On the pretext of getting a new pair of gloves from the far side of the bus, Sachs eased up to a detective she knew, a sharp, streetwise officer who’d recently been assigned to Midtown North. Nancy Simpson was handling crowd control detail and directing diners out of the immediate scene as they exited the restaurant.

‘Hey,’ she said, ‘Nancy.’

‘This guy again?’ the woman muttered. She was in an NYPD windbreaker, collar pulled high against the weather. Sachs liked the stylish beret, in dark green.

‘Looks like it.’

‘Got people scared all over town,’ Simpson told her. ‘Reports of intruders in basements’re up a hundred percent. None of ’em pan out, but we send Patrol anyway. Tying up everything.’ She added with a wink. ‘And nobody’s washing their clothes. Afraid of the laundry room.’


‘We may have a situation, Nancy.’

‘Go ahead.’

‘Don’t look behind you.’

‘I won’t. Why?’

‘We’ve got a fish I’m interested in. A guy on the corner. This block. He’s in a jacket, baseball cap. I want you to get close but don’t see him. You know what I mean?’

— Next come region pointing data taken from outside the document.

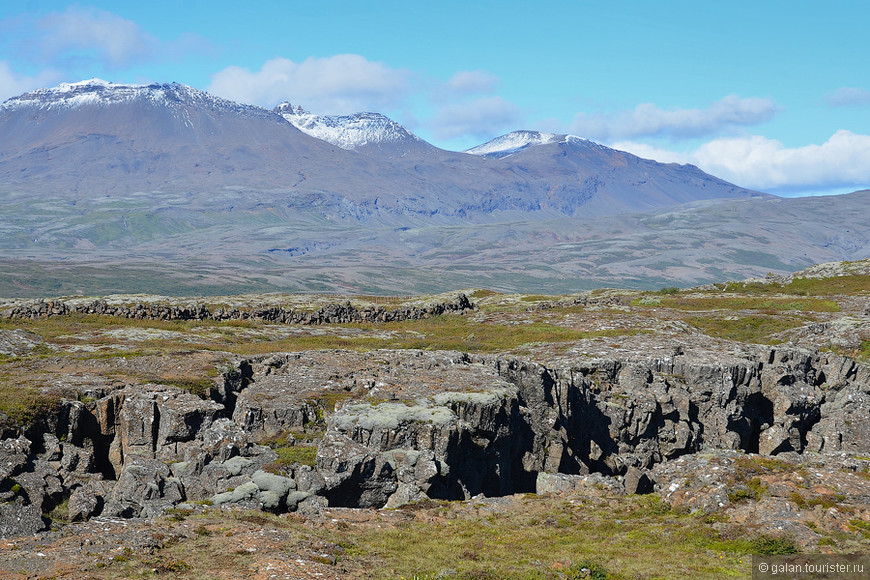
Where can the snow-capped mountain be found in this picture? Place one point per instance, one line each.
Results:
(517, 141)
(351, 132)
(96, 138)
(97, 92)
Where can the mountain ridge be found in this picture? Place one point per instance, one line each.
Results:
(168, 138)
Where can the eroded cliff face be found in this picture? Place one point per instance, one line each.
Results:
(398, 426)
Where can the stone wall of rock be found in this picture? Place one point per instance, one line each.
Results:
(336, 313)
(453, 426)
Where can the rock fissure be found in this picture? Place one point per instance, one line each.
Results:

‘Sure. I saw somebody. Peripheral. Wondered.’

‘Get close. And then stop him. Keep your weapon ready. There’s an off-chance it might be the perp.’

‘Who did this?’

‘Who did this. Not likely, I’m saying. But maybe.’

‘How should I get close?’

‘You’re checking traffic, you’re on your phone, pretending you’re on your phone, I mean.’

‘Arrest?’

‘Just ID at this point. I’ll come up behind. I’ll have my weapon drawn.’

‘Fish. I’m bait.’

Sachs glanced to the side. ‘Oh, hell. He’s gone.’

The unsub, or whoever he was, had disappeared around the corner of a glass-and-chrome building, about ten stories high, next to the restaurant where Samantha Levine had been dining – before the fateful trip to the restroom.

‘I’m on it,’ Simpson said. She sprinted in the direction the man had gone.

Sachs ran to the command post and told Bo Haumann there was a possible suspect. Instantly he marshaled a half-dozen ESU and other officers. She glanced toward Simpson. From the way she paused and looked around, Sachs deduced the suspect had vanished.

The detective turned and trotted back to Sachs and Haumann.

‘Sorry, Amelia. He’s gone. Maybe ducked into that building – the fancy one on the corner – or took off in a car.’

Haumann said, ‘We’ll follow up. We have a picture of your unsub from the homicide yesterday, the Identi-Kit image.’

She pictured the surly, Slavic-looking face, the weirdly light eyes.

The ESU leader said to the men he’d called around him, ‘Deploy. Go find him. And somebody call it in to Midtown South. I want a team moving west down Fifty-two Street. We’ll hem him in, if we can.’

‘Yessir.’

They trotted off.

As much as she wanted to go with them – she considered handing off the crime scene – Sachs finished dressing for the grid.

When she was gowned, bootied and hooded, she grabbed the collection kit and, with a glance back at the street down which the fish had swum away, Sachs started for the door of the restaurant.